A subject invention is a patentable invention owned by a contractor and “conceived or first actually reduced to practice in the performance of work under a funding agreement.” The performance of work recites that same “work” in the definition of funding agreement–the work that is pointed to in the funding agreement for which the government is asked to pay all or just a part. It’s not only the “work” that is accounted for by the expenditure of the federal money. If that were the case, then there would never be an instance of funding “in part” because the government would always fund all the work–because by definition only what the federal money touched would be included in the definition. But there is the “in part”–and that part operates when the federally funded part is part of a bigger project–no matter whether more money to augment the federally funded part to get things done faster or more broadly, no matter whether more money is used to extend the work to commercial development, no matter whether more money invents more things necessary to achieve the aims of the “work” for which the government has paid for a “part.”

When a university obtains ownership of an invention made with federal support that is part of a larger work to discover things of commercial value and turn them into products, then any subsequent inventions made in that same effort, whether by the investigators or the inventors or employees of companies obtaining assignment of the initial inventions under a license that commits the company to completing the work–all those involved are parties to the funding agreement, all inventions involved are subject inventions that have been made with federal support (in whole or in part), and the government has a royalty-free license to practice and have practice (to make, use, and sell; to have made, have used, and have sold) for any government purpose anywhere in the world.
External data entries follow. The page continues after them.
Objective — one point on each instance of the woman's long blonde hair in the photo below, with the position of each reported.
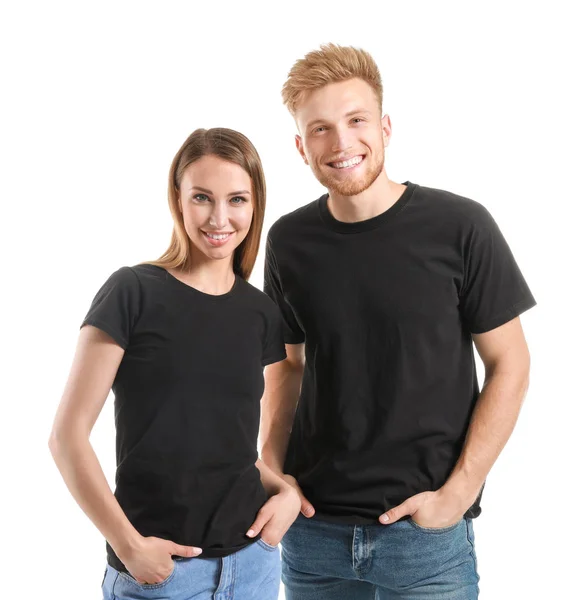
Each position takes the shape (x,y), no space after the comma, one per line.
(236,148)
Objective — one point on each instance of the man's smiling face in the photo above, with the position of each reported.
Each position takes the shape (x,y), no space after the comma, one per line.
(342,135)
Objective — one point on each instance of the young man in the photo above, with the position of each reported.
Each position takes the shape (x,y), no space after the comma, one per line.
(376,417)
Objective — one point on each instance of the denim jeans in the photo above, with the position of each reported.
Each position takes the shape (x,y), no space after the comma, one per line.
(252,573)
(401,561)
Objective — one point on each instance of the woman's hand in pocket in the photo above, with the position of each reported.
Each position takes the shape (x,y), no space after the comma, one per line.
(276,515)
(150,560)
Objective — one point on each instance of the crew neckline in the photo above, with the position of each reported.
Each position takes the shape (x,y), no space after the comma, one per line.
(216,297)
(367,224)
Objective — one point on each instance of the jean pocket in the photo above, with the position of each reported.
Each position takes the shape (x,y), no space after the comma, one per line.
(267,546)
(150,586)
(434,530)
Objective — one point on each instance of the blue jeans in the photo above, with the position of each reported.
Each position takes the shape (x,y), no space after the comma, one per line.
(252,573)
(327,561)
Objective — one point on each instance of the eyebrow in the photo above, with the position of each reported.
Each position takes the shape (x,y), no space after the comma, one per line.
(356,111)
(206,191)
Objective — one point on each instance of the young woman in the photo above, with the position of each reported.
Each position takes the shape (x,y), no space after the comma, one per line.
(183,341)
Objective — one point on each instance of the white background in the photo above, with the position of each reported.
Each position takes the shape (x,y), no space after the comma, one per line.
(98,98)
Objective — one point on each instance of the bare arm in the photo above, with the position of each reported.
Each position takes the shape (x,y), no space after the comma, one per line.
(505,355)
(93,371)
(506,358)
(282,388)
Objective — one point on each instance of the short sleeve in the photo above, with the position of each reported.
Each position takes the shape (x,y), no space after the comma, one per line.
(292,332)
(494,290)
(274,344)
(115,307)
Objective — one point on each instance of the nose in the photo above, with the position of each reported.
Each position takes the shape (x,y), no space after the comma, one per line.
(342,140)
(219,215)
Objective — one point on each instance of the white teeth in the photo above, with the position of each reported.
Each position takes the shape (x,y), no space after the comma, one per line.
(348,163)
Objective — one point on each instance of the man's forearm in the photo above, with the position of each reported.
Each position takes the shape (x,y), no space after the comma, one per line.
(492,423)
(282,388)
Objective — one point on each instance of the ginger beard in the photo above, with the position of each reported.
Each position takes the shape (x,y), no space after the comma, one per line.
(352,181)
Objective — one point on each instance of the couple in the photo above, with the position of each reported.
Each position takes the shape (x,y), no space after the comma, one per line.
(376,438)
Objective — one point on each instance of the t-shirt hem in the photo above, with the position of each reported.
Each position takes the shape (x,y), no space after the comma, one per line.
(290,339)
(117,337)
(512,312)
(115,563)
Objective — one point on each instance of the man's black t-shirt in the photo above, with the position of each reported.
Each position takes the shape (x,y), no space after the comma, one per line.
(187,404)
(386,308)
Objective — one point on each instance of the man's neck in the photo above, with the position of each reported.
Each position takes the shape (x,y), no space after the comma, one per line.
(375,200)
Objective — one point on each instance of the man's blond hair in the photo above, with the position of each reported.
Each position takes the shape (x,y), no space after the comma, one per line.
(330,64)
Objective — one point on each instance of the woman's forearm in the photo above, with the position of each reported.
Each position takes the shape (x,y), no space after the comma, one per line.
(84,477)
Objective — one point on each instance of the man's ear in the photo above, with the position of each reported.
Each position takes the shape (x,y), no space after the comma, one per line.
(299,145)
(386,129)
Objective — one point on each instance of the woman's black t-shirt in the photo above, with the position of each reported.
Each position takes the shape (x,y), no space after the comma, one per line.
(187,404)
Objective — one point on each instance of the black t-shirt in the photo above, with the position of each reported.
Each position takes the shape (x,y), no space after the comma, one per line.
(386,308)
(187,404)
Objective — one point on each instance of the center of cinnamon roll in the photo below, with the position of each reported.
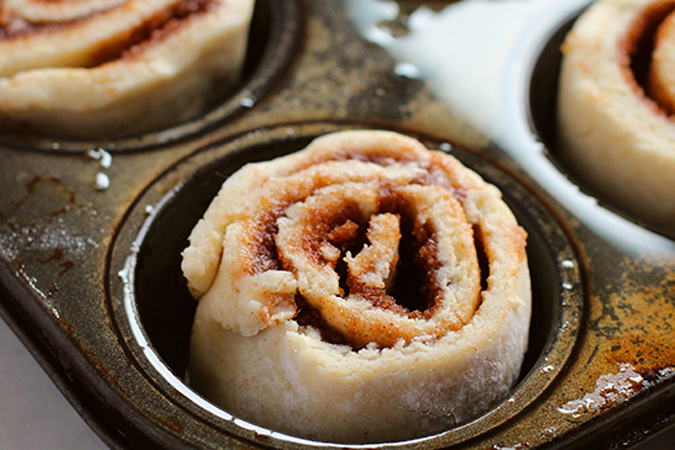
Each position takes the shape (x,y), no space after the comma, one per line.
(637,55)
(373,264)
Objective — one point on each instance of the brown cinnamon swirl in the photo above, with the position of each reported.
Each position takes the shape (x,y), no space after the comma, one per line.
(616,100)
(102,68)
(363,289)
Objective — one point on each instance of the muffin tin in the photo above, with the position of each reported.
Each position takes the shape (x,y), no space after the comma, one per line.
(90,273)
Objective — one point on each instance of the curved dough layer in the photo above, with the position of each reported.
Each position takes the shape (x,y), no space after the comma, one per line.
(302,324)
(617,140)
(107,68)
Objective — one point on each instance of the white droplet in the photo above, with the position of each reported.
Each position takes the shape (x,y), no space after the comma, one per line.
(247,102)
(406,70)
(102,181)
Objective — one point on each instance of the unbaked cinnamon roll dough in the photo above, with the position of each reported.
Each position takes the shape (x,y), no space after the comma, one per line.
(342,297)
(616,139)
(104,68)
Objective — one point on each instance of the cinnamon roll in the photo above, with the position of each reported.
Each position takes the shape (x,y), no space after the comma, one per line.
(616,100)
(105,68)
(364,289)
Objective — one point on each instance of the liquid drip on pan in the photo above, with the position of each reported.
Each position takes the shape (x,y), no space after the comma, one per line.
(476,56)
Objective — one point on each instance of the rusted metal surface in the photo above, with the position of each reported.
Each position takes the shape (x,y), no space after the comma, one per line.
(89,247)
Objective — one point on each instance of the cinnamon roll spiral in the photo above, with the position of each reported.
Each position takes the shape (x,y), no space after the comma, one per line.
(615,106)
(105,68)
(363,289)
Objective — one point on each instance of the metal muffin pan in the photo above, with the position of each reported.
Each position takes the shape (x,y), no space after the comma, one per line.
(90,277)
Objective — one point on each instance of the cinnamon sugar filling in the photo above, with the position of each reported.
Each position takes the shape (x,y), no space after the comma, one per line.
(636,51)
(413,291)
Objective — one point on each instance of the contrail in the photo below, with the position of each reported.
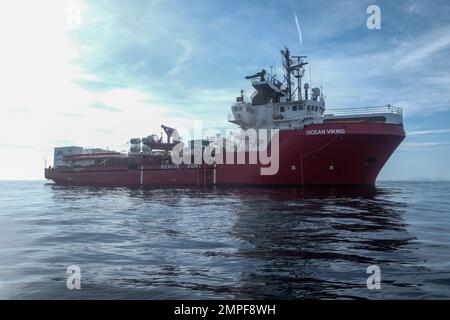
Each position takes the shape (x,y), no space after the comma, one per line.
(300,38)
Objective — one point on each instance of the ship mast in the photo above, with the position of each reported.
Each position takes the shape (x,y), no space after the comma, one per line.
(290,66)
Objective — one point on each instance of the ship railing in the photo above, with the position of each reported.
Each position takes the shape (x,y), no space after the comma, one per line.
(364,110)
(233,118)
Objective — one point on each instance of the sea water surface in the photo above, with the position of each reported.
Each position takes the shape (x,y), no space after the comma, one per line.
(239,243)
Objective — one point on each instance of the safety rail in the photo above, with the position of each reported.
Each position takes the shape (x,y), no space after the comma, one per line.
(364,110)
(231,117)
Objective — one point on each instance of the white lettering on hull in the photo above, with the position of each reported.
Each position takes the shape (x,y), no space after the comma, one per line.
(316,132)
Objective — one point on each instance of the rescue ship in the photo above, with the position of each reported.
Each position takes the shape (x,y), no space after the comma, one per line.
(315,146)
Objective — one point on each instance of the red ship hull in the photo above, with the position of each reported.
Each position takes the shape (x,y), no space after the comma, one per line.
(308,156)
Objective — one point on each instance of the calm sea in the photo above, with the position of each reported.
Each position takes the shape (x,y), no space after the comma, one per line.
(235,243)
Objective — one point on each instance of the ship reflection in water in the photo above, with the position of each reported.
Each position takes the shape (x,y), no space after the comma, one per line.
(224,243)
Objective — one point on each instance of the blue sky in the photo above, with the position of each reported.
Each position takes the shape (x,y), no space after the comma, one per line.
(124,68)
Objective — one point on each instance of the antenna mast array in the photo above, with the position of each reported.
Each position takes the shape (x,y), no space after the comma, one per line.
(294,67)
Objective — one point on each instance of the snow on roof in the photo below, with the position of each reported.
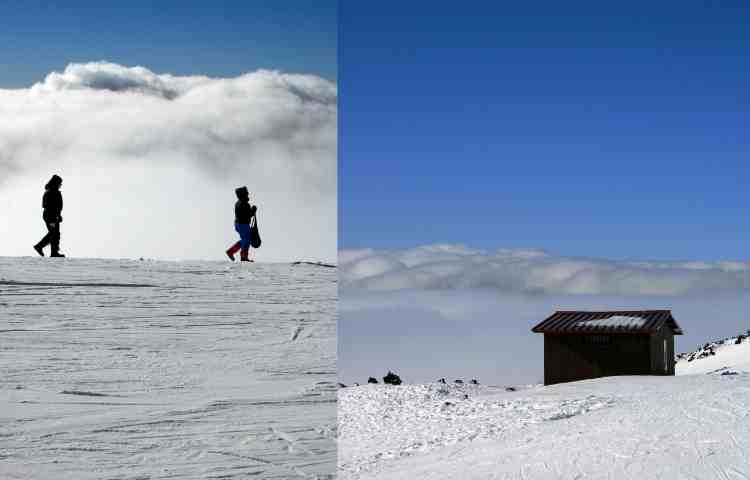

There is no further paperwork, authorization, or agreement necessary. If the government has the authority to contract for the production of a prescription drug, and here’s a prescription drug made with federal support, then the government has a license already from the inventors, from the university, from the company that took assignment of the invention for all inventions that pertain to the “work” that was proposed and undertaken.

The government does not have merely a license to the initial invention. That license would easily be rendered useless by blocking improvement inventions made by the university “with its own money” or made by an assignee company sponsoring more “research” with the university, or doing the research itself, or even at another university. That blocking can happen, but only if done in an entirely separate “work.” That cannot be the case for any university with a policy of owning all inventions and dedicating them to commercialization through assignments masked as exclusive licenses. Any such assignment makes the assignee a party to the funding agreement because part of the patent rights clause must be included in the assignment. The assignee becomes a contractor and any new inventions the assignee owns are also subject inventions insofar as they are part and parcel of the originally proposed project.

Universities and companies that exploit subject inventions with these patent polices and practices necessarily create a single “work” that the government has funded a portion of, and to which the government has a licensed right to practice and have practiced for any government purpose. No march-in required. No payment required. No asking required. No remedy for the university or company under 28 USC 1498.

Universities might avoid this outcome by choosing policies that do not take ownership of inventions, or if they do take ownership, do not then permit the assignment of the invention under the guise of an exclusive license, and do not commit the university in every instance to seek commercialization of research results. The moment that the federal government wakes up and simply acts on the license Bayh-Dole requires it to have in subject inventions, companies will be demanding that they receive only a non-exclusive license and so can stand outside the project that has been funded in part by the federal government.